For the past two months, I’ve split 4 days, chest/tri’s, back/bi’s, legs, and shoulders. But I don’t see how I could fit in power moves. Should I mix them in with my current split? Also, is it just me or do many published routines I see omit power moves? Are they in opposition, like marathon training and powerlifting? [/quote]

Adding power at your stage is a great idea. I like to do power exercises early in the workout. You run out of power before strength so you need to do them first. They also serve as a warmup for your main exercises. Most power exercises rely on legs. You should do legs at least twice, preferably 3 times a week but it doesn’t heavy every time. try Heavy, light, med or something like that.

Start a typical workout with warmup (Check out Crossfit and look for the burgener warmups. www.crossfit.com/cf-info/excercise.html#Oly
Next add a clean or snatch variation, then your main leg workout, say front squats followed by Romanian deadlifts. (always do them in that order to protect your back)Then add a push and pull upper body and you’re done.

They work great in combinations. Power Clean>Front Squat>Push Press is a classic combination and works the whole body. Great for a short workout. Do that alone and you’re done in 20 minutes.

Stu

[quote]mathboxers wrote:
Also, is it just me or do many published routines I see omit power moves? Are they in opposition, like marathon training and powerlifting? [/quote]

Most published routines assume a certain level of experience. Conventional lifts can be done immediately by most people. Olympic lifts require a progression of skill development. That’s why they’re fun.
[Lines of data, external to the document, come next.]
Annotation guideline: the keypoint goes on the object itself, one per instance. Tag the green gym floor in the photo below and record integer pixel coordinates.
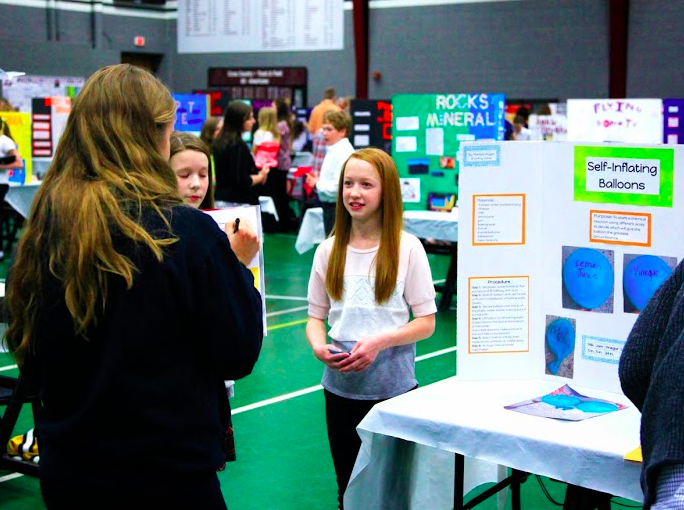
(278, 411)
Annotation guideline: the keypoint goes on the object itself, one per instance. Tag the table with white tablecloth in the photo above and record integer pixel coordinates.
(407, 455)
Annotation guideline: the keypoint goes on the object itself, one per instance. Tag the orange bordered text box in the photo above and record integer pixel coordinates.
(619, 227)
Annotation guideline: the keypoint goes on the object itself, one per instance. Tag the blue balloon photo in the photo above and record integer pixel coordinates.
(588, 278)
(643, 275)
(560, 337)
They’re not in opposition to other type of training, they’re complementary. They train fitness components that conventional lifting doesn’t address. As a person gets older (I’m 50) the component that declines the fastest is power production. Strength comes next. Power is required in almost all sports. That’s what olympic lifting gives you.
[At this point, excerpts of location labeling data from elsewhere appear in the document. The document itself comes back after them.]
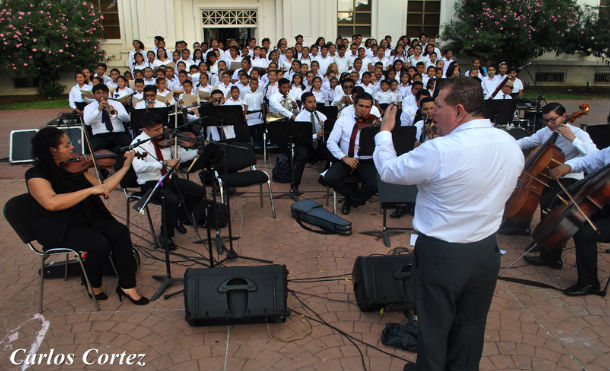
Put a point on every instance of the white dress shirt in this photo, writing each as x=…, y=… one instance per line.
x=318, y=116
x=338, y=140
x=148, y=168
x=582, y=144
x=93, y=117
x=463, y=179
x=591, y=162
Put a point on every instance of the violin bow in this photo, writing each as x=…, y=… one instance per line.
x=565, y=190
x=88, y=143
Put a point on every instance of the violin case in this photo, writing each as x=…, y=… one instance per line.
x=236, y=295
x=311, y=212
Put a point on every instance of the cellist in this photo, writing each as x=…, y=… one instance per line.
x=573, y=142
x=586, y=238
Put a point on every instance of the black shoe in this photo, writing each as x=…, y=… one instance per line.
x=346, y=207
x=180, y=227
x=101, y=296
x=170, y=243
x=537, y=260
x=579, y=290
x=142, y=301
I work by the principle that it’s not growing old that slows you down, it’s slowing down that grows you old.

[quote]stuward wrote:

Adding power at your stage is a great idea. I like to do power exercises early in the workout. You run out of power before strength so you need to do them first. They also serve as a warmup for your main exercises. Most power exercises rely on legs. You should do legs at least twice, preferably 3 times a week but it doesn’t heavy every time. try Heavy, light, med or something like that.

[/quote]

Thanks for the advice - those clips on the crossfit page are really great! But a follow-up question: if I’m planning on legs three times a week, does that include deadlifting? Or should I move deadlifts to a separate day? Also, I imagine that doing squats more than once a week means I should be doing variants to avoid too much muscle memorization, right?

It’s a good thing you like overhead presses, coz you could do clean and presses instead. It’s a great exercise that can increase your power and strength at the same time.

[quote]mathboxers wrote:

Thanks for the advice - those clips on the crossfit page are really great! But a follow-up question: if I’m planning on legs three times a week, does that include deadlifting? Or should I move deadlifts to a separate day? Also, I imagine that doing squats more than once a week means I should be doing variants to avoid too much muscle memorization, right?[/quote]
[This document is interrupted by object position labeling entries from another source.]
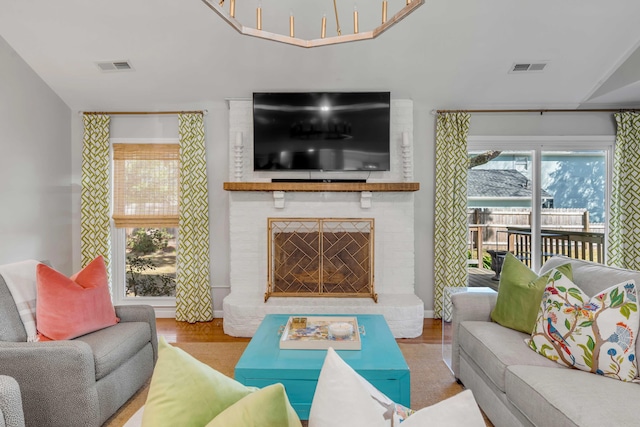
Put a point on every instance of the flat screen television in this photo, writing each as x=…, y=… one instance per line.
x=321, y=131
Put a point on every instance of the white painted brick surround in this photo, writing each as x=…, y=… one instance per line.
x=393, y=213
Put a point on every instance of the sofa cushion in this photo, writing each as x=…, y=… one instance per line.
x=519, y=294
x=70, y=307
x=595, y=335
x=569, y=397
x=113, y=346
x=494, y=348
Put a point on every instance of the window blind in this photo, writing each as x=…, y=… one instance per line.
x=146, y=185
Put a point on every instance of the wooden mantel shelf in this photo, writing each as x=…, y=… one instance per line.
x=322, y=186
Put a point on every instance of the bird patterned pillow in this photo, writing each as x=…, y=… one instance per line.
x=596, y=334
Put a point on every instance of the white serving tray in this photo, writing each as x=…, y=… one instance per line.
x=312, y=333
I tend to think of deadlifts as mainly a leg exercise. Of course it hits your back too.

If you are doing legs 3 times a week, a good split might be:
workout 1 clean & press/back squat/Romanian deadlift
workout 2 1 arm dumbbell snatch/bulgarian split squat/1 leg dumbbell deadlift
workout 3 snatch/front squat/deadlift

Think of this as heavy/light/med for quads and med/light/heavy for hams.

Back squats and deadlifts should be in different workouts as they are the most demanding.